Mechanische Switches, robustes Gehäuse und nützliche Software-Features sind für die meisten Gamer eigentlich Pflichtprogramm. Auch individuelle Beleuchtungsmöglichkeiten sind sehr gefragt, aber gerade hier übertreiben es manche Hersteller gerne.

Cherry MX-Board 3.0, MX-Black

Für Gamer, die im mittleren Preisbereich suchen und auf beleuchtete Tasten verzichten können, ist das MX-Board 3.0 vom deutschem Hersteller Cherry die ideale Wahl. Die flachen Tastenkappen lassen auch das Fehlen einer Handballenauflage verschmerzen.

Zwar lassen sich über die „Keym@n“-Software „F“- als auch die Medien-Tasten individuell konfigurieren, speziell auf die Zielgruppe Spieler ist sie allerdings nicht ausgerichtet. Dafür können die Office-Funktionen überzeugen und das macht das MX-Board zu einem günstigen Allrounder mit Gaming-Ambitionen. Wir empfehlen die rein linearen MX-Black-Schalter, allerdings gibt es das MX-Board 3.0 jedoch auch – je nach persönlichen Vorlieben – mit roten, braunen und blauen Switches.

Detaillierte Spezifikationen und Angebote für Cherry MX-Board 3.0


Das Keyboard IV Professional, MX-Blue

Understatement und hochwertige Verarbeitung zeichnen Tastaturen von Das Keyboard aus. Bei dem vorgestellten Modell IV soll die Rutschsicherung in der Fußleiste einen angenehmen 4-Grad-Winkel erzeugen – dank Magneten ist diese auch leicht abnehmbar und kann z.B. als Lineal dienen.

Neben Möglichkeiten zur Mediensteuerung (inklusive Lautstärkeregelung mittels Drehrad) ist auch eine dedizierte Taste für den Schlafmodus eingebaut.
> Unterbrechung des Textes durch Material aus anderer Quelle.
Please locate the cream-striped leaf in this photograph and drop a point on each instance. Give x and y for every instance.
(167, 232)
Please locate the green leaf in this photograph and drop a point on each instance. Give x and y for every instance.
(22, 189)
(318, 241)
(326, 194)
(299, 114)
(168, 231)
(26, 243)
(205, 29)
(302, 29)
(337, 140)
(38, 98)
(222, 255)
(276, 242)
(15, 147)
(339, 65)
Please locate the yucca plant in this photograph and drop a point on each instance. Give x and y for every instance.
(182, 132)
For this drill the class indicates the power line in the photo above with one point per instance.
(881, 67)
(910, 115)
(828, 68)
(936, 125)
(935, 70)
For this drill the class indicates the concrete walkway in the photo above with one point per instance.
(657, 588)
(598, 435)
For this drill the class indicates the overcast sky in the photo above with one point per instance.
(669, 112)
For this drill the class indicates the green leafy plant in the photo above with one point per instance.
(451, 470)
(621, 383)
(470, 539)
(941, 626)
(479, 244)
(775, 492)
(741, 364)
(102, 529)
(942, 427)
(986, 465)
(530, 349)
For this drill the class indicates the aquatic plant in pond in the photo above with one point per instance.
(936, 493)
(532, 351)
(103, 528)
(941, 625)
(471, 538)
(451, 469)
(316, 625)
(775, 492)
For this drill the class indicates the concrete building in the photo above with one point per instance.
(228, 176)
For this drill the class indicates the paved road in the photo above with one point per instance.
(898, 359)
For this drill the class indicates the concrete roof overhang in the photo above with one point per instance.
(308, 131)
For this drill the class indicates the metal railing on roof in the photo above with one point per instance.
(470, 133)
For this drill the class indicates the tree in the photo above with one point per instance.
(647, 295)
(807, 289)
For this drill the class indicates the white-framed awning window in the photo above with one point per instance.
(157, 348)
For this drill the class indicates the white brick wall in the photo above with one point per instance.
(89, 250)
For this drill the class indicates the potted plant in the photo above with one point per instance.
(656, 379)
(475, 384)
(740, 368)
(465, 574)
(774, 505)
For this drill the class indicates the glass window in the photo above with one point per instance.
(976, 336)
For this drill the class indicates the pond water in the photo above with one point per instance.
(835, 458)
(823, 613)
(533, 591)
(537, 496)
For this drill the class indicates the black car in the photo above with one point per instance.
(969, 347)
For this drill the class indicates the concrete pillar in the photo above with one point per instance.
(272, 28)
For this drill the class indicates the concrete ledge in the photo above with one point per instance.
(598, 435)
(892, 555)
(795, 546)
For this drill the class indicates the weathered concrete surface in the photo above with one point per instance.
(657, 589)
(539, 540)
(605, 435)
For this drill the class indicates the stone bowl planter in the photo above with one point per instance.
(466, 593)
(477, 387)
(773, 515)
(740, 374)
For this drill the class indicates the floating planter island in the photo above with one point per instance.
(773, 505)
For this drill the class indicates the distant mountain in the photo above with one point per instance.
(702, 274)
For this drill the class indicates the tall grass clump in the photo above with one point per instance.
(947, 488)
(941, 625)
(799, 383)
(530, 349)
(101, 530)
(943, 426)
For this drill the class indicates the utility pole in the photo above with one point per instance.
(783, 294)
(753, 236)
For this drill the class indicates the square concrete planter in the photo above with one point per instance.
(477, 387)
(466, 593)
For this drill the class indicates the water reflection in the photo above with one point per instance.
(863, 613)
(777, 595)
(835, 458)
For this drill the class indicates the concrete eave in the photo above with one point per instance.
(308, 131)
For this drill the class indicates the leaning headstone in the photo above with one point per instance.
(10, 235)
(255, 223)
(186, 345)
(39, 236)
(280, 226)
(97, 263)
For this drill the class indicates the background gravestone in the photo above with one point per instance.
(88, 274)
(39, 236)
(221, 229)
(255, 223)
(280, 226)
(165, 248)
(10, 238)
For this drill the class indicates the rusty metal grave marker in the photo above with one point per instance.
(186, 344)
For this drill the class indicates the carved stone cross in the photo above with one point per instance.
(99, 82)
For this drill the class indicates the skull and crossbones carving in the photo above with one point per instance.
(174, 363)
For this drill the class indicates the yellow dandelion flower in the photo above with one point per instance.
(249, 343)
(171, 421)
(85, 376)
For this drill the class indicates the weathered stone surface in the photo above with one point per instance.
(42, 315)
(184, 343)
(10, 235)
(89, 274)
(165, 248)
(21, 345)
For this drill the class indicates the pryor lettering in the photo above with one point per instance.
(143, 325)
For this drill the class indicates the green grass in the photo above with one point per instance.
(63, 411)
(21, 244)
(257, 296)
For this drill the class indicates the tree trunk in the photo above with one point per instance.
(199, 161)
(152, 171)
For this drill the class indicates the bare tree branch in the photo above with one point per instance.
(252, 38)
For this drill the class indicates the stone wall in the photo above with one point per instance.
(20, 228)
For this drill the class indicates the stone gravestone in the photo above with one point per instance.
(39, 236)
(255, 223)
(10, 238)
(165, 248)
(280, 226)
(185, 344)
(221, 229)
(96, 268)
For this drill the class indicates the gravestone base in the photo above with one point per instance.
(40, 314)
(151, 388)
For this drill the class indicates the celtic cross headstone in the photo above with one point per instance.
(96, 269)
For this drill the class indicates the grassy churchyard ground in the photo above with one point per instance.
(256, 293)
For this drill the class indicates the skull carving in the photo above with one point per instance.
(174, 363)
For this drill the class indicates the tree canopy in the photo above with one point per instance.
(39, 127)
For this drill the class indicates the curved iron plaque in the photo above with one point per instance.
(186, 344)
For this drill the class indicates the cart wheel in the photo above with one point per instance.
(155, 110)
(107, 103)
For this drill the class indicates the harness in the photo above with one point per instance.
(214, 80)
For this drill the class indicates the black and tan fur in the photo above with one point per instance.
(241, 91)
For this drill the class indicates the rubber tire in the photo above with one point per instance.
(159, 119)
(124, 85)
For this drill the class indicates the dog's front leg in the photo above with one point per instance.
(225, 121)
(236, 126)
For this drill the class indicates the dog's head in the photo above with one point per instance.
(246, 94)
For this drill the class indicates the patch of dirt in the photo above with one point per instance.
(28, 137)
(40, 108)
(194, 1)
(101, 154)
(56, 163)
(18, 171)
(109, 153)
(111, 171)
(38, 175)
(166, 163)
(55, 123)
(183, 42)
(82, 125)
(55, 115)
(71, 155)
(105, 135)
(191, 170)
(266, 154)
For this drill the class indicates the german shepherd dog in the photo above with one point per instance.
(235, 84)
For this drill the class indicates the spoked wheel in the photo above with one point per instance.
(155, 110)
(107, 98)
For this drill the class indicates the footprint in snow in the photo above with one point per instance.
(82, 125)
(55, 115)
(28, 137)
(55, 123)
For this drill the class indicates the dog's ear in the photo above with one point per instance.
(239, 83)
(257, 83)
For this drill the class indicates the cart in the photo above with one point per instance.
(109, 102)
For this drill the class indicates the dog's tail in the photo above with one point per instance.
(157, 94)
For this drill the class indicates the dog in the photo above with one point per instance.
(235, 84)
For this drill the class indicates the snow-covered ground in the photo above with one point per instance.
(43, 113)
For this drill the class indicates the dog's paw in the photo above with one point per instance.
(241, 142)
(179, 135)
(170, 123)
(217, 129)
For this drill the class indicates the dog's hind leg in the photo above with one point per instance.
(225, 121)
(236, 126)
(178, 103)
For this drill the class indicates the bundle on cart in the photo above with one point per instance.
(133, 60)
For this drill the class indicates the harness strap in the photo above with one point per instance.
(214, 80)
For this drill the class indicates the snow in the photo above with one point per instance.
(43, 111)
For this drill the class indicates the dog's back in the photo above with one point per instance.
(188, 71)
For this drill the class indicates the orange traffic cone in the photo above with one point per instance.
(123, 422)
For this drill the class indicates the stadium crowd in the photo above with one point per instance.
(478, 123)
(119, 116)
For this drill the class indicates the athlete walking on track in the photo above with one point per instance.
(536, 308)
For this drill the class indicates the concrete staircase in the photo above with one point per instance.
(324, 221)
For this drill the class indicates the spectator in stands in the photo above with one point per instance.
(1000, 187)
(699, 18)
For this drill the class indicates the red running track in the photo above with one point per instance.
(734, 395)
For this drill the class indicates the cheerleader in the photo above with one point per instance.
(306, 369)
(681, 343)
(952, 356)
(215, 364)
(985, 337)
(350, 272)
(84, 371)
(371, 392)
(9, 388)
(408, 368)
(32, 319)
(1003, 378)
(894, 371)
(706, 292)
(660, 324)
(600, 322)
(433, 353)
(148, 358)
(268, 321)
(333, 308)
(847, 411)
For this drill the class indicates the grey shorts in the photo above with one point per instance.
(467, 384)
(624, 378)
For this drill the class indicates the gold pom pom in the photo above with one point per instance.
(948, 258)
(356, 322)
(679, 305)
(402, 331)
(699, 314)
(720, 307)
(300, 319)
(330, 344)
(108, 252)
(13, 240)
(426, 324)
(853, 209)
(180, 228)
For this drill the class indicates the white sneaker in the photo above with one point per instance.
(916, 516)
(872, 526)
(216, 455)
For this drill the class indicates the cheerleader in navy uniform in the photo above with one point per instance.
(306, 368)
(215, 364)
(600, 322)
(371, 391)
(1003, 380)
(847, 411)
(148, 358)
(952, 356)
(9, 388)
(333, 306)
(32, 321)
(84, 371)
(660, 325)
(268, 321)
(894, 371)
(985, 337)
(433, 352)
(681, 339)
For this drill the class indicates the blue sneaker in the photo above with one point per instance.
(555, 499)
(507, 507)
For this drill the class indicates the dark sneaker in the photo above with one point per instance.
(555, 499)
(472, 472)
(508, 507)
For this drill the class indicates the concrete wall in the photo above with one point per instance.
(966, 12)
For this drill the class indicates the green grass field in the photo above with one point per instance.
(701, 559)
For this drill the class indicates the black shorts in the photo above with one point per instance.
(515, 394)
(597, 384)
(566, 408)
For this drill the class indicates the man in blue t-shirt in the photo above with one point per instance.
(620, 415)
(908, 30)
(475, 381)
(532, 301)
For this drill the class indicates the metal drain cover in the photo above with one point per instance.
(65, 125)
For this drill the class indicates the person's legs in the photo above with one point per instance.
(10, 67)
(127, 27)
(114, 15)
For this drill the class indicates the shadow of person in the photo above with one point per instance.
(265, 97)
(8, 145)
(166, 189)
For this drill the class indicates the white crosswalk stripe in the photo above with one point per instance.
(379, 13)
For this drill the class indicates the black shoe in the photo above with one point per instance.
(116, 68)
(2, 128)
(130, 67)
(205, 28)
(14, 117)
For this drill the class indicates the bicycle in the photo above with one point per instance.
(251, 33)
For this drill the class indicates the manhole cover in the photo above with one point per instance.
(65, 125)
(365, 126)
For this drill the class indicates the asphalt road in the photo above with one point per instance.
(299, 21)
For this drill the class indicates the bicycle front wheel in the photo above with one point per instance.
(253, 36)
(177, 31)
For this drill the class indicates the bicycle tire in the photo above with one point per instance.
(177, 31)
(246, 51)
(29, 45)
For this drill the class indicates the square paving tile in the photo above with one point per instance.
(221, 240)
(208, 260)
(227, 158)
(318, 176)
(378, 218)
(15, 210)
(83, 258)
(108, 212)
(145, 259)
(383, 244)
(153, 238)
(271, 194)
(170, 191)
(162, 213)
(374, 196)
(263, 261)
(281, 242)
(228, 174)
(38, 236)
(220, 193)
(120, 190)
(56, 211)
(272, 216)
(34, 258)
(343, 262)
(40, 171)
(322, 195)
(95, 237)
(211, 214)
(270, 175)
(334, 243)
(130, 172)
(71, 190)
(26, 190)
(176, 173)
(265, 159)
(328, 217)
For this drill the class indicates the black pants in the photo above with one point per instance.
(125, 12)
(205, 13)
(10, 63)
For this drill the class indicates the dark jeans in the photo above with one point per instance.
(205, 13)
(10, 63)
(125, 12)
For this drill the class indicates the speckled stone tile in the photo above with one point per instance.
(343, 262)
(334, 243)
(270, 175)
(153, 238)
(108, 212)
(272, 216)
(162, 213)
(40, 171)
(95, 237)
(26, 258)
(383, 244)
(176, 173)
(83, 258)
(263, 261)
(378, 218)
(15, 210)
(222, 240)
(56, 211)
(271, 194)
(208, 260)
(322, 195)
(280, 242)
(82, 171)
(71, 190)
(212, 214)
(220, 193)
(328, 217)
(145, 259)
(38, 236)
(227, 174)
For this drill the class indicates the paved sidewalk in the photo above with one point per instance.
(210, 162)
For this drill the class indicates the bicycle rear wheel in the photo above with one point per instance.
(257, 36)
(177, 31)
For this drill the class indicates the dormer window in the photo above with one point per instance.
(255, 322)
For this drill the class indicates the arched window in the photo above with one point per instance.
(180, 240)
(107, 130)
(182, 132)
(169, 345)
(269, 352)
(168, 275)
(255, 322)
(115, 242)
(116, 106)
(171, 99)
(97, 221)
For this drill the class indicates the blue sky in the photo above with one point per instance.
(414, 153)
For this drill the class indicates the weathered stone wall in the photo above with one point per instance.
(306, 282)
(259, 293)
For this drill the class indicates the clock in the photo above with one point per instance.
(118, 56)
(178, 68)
Obwohl sich Das Keyboard IV defintiv im Premium-(Preis-)Segment positioniert, besitzt es keine Tastaturbeleuchtung.

Detaillierte Spezifikationen und Angebote für Das Keyboard IV Professional, MX-Blue


Corsair Gaming K70 LUX RGB, MX-RGB-Brown

Wer ein geballtes Feature-Set sucht, sollte einen genauen Blick auf die Corsair Gaming K70 werfen. Mit der abnehmbaren Handballenauflage, individueller Multi-Color RGB-Beleuchtung, dedizierter Mediensteuerung und griffigen WASD-Tastenkappen vereint sie viele nützliche (Gaming-)Eigenschaften.

Die Software erlaubt es jede einzelne Taste mit einem Makro zu belegen und auch die Beleuchtung an bestimmte Spieleprofile zu koppeln.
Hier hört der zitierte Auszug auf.